Nesse contexto, o desenvolvimento de sistemas deônticos paraconsistentes pode ser de grande utilidade porque através da formalização torna-se mais fácil identificar a existência de paradoxos e enunciados que implicam sentenças contraditórias, as quais a utilização da linguagem natural, por suas limitações, não revela.

Observa-se que se fala em pluralidade de sistemas lógicos paraconsistentes. Isto porque, como não há no estudo da lógica deôntica um único sistema capaz de explicar e formalizar todo o direito, da mesma forma ocorre com as lógicas paraconsistentes. Não há apenas uma, e tampouco as lógicas paracompletas e não-reflexivas expressam a totalidade das lógicas heterodoxas.
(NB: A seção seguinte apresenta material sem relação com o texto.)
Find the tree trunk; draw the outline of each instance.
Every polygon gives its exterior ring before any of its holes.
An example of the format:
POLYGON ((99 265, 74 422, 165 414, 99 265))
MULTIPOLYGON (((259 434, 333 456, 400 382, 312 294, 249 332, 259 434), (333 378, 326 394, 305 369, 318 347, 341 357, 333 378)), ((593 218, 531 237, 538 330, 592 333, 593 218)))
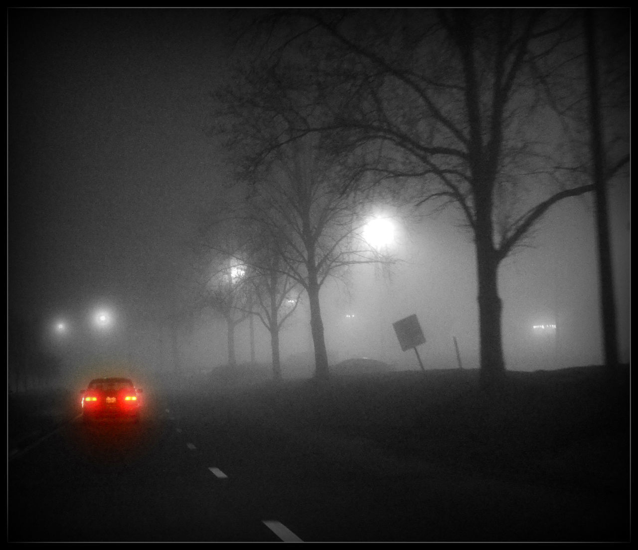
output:
POLYGON ((308 301, 310 302, 310 329, 315 347, 315 376, 317 380, 327 380, 330 377, 328 368, 328 353, 323 336, 323 322, 319 306, 319 285, 316 274, 309 274, 308 301))
POLYGON ((271 347, 272 350, 272 378, 279 382, 281 380, 281 361, 279 350, 279 327, 276 323, 271 330, 271 347))
POLYGON ((250 362, 254 365, 255 357, 255 316, 251 315, 248 318, 248 325, 250 329, 250 362))
POLYGON ((593 13, 585 10, 585 38, 589 77, 590 131, 593 179, 596 197, 596 228, 598 240, 598 272, 600 273, 600 308, 602 315, 603 348, 605 366, 612 378, 618 365, 618 344, 616 327, 616 298, 614 295, 614 274, 609 238, 609 222, 605 179, 605 154, 603 149, 602 122, 600 105, 598 67, 597 66, 596 34, 593 13))
POLYGON ((235 359, 235 323, 230 317, 226 317, 226 324, 228 327, 228 364, 231 367, 234 367, 237 364, 235 359))
MULTIPOLYGON (((478 203, 478 201, 477 201, 478 203)), ((501 332, 502 303, 498 295, 498 260, 492 242, 490 216, 484 214, 480 223, 478 215, 476 230, 477 274, 478 284, 478 330, 480 339, 480 385, 495 389, 505 380, 501 332), (487 218, 487 219, 485 219, 487 218)))

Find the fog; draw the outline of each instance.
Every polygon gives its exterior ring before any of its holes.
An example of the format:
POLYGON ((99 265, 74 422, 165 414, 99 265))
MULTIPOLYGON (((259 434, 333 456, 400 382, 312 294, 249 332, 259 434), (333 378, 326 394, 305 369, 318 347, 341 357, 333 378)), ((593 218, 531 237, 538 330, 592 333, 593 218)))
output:
MULTIPOLYGON (((108 361, 126 362, 140 373, 168 371, 176 349, 187 373, 228 360, 219 319, 194 315, 176 343, 168 329, 167 281, 187 262, 184 251, 204 205, 225 183, 219 150, 204 130, 208 94, 221 78, 230 47, 218 32, 223 18, 204 13, 12 13, 9 306, 33 320, 70 376, 85 376, 108 361), (87 323, 101 305, 114 321, 98 334, 87 323), (50 334, 59 319, 69 322, 66 338, 50 334)), ((630 350, 629 195, 628 183, 621 181, 609 195, 623 362, 630 350)), ((322 288, 331 363, 366 357, 418 369, 392 326, 415 314, 426 339, 419 347, 426 368, 459 366, 454 338, 463 367, 478 368, 471 236, 453 211, 420 213, 419 223, 397 221, 390 246, 399 261, 389 272, 353 266, 322 288)), ((593 198, 568 199, 503 262, 508 369, 602 362, 595 242, 593 198)), ((267 366, 269 335, 258 321, 254 327, 256 360, 267 366)), ((311 376, 303 297, 281 339, 284 376, 311 376)), ((248 322, 237 328, 236 353, 239 363, 251 360, 248 322)))

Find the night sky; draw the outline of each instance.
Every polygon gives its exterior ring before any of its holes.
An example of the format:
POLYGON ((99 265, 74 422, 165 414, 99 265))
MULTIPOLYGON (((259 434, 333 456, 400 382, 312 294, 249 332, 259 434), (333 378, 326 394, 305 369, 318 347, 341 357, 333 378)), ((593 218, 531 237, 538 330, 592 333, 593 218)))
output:
MULTIPOLYGON (((223 81, 233 50, 229 15, 9 11, 11 308, 53 319, 96 301, 126 304, 161 295, 202 209, 224 182, 219 149, 205 130, 209 93, 223 81)), ((624 360, 628 197, 628 184, 621 182, 610 205, 624 360)), ((449 335, 457 336, 472 366, 478 346, 473 247, 448 218, 428 218, 403 238, 406 263, 379 294, 387 302, 366 306, 383 311, 381 322, 387 326, 417 313, 428 339, 426 359, 447 353, 449 335)), ((600 361, 593 228, 591 197, 564 203, 539 227, 533 246, 504 263, 500 290, 508 366, 516 368, 531 325, 557 317, 565 327, 563 363, 600 361)), ((355 308, 362 306, 357 296, 382 286, 371 273, 360 274, 352 293, 355 308)), ((329 348, 330 338, 332 346, 339 345, 344 313, 339 292, 323 295, 329 348)), ((393 351, 384 359, 392 360, 397 346, 387 345, 393 351)), ((360 348, 352 353, 366 350, 360 348)))

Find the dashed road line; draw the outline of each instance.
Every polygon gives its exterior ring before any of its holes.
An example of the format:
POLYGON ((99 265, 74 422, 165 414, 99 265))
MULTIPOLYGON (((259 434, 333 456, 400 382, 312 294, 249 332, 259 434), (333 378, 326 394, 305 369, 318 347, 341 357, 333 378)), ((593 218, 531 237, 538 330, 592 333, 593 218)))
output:
POLYGON ((215 475, 219 477, 219 479, 226 479, 228 477, 228 476, 218 468, 212 468, 212 466, 209 466, 208 469, 210 470, 211 472, 212 472, 215 475))
POLYGON ((279 521, 264 519, 262 523, 284 542, 303 542, 299 537, 279 521))

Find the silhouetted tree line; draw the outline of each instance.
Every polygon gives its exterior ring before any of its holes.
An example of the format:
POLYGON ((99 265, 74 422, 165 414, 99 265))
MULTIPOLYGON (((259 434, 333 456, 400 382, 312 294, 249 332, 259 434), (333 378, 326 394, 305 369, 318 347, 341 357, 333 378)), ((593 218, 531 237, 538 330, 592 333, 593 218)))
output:
MULTIPOLYGON (((343 220, 307 207, 319 190, 355 219, 383 190, 463 218, 475 246, 481 383, 502 382, 500 265, 554 205, 625 175, 628 15, 276 9, 244 29, 233 82, 214 94, 214 131, 236 185, 262 199, 282 190, 283 202, 266 200, 262 227, 298 254, 282 272, 304 267, 296 276, 310 302, 318 377, 328 366, 315 239, 343 220), (595 33, 584 32, 587 20, 595 33)), ((280 253, 285 264, 292 257, 280 253)))

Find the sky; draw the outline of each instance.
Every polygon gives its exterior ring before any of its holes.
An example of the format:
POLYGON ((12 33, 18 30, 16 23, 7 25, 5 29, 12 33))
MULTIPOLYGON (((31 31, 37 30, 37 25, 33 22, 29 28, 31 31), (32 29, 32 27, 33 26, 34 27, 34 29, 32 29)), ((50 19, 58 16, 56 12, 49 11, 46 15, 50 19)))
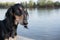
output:
MULTIPOLYGON (((25 2, 25 1, 29 2, 30 0, 0 0, 0 2, 16 2, 16 3, 25 2)), ((32 1, 37 2, 37 0, 32 0, 32 1)), ((52 0, 52 1, 60 2, 60 0, 52 0)))

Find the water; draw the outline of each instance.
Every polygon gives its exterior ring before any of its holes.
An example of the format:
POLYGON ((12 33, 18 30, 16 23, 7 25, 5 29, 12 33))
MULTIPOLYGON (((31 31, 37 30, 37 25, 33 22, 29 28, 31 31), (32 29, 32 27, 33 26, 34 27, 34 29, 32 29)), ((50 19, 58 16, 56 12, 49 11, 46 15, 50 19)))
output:
MULTIPOLYGON (((6 11, 0 9, 0 20, 6 11)), ((18 25, 18 35, 34 40, 60 40, 60 9, 28 9, 28 13, 29 29, 18 25)))

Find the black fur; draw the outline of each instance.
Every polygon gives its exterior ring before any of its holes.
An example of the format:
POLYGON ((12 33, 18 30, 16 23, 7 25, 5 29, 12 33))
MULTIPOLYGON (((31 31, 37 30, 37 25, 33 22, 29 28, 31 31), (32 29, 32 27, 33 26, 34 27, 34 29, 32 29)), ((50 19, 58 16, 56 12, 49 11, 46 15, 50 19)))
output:
MULTIPOLYGON (((27 11, 24 11, 24 6, 21 4, 15 4, 11 6, 5 15, 5 19, 0 21, 0 40, 9 39, 9 37, 14 38, 17 35, 17 25, 15 25, 15 15, 28 15, 27 11), (19 7, 22 7, 23 10, 20 10, 19 7), (19 10, 19 11, 17 11, 19 10)), ((25 24, 25 23, 24 23, 25 24)), ((25 26, 27 28, 27 26, 25 26)))

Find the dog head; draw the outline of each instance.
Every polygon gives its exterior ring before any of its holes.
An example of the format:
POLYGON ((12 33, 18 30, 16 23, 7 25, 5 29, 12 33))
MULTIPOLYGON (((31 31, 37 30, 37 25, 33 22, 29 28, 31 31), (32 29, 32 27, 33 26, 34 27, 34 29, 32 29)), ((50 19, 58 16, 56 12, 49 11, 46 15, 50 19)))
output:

A discussão quanto ao objeto, à função e distinção das normas e das proposições normativas, suas estrutura, a possibilidade de aplicação dos princípio (sic) lógicos às normas, e sua adequada formalização, também estão presentes quando se tem em conta a perspectiva da formalização de um sistema lógico paraconsistente.

Também aqui se discutem os operadores que compõe a lógica deôntica, e a perspectiva de uma lógica multivalorativa que proponha outros valores além do verdadeiro ou falso, ou mesmo do válido ou inválido, conforme o caso.

A premissa que une as diversas propostas que já apareceram e que continuam a surgir neste campo, é a possibilidade de construção de uma lógica onde admita-se a existência de contradição sem que com isso o sistema perca sua utilidade. Dito de outra forma, uma lógica inconsistente, mas não trivial.

É nesse sentido que pode estar se abrindo um novo caminho para que (sic) o direito, mesmo com contradições e lacunas que traduzem a própria complexidade das relações sociais. Nessa perspectiva, a lógica deôntica paraconsistente passa a ser instrumento importantíssimo de análise do próprio direito e da ciência jurídica."

(in PARADOXOS DA AUTO-OBSERVAÇÃO - PERCURSOS DA TEORIA JURÍDICA CONTEMPORÂNEA, organizado por LEONEL SEVERO ROCHA, JM Editora, Curitiba, 1997, p. 89/92)

A lógica paraconsistente, na teoria e na prática supra exemplificadas, repercute na metodologia científica também do Direito Administrativo, ao conferir estruturas lógicas novas aos seus métodos, conforme ensina JOSÉ CRETELLA JÚNIOR, in verbis:

"Capítulo XV
METODOLOGIA DO DIREITO ADMINISTRATIVO

127. O problema do método

O direito administrativo utiliza-se de método próprio, para a estrutura de seus institutos.

Método é o caminho que o espírito humano percorre para atingir o objeto. É o conjunto de regras que disciplinam a razão, orientando-a para o conhecimento da verdade.

O procedimento metódico, que se contrapõe ao casual, conduz o sujeito cognoscente ao objetivo visado, evitando-se desse modo a tentativa assistemática, o caminho inadequado, que acarreta inútil perda de tempo e afastamento progressivo da verdade, podendo ser o método comparado a um mapa preciso que indica a verdadeira rota, sem divagações, levando dentro de pouco à identificação dos termos do binômio sujeito-objeto, ao contrário da indefinida informação oral, dada por um leigo, que apenas por coincidência guiará o caminhante ao ponto exato que pretende alcançar.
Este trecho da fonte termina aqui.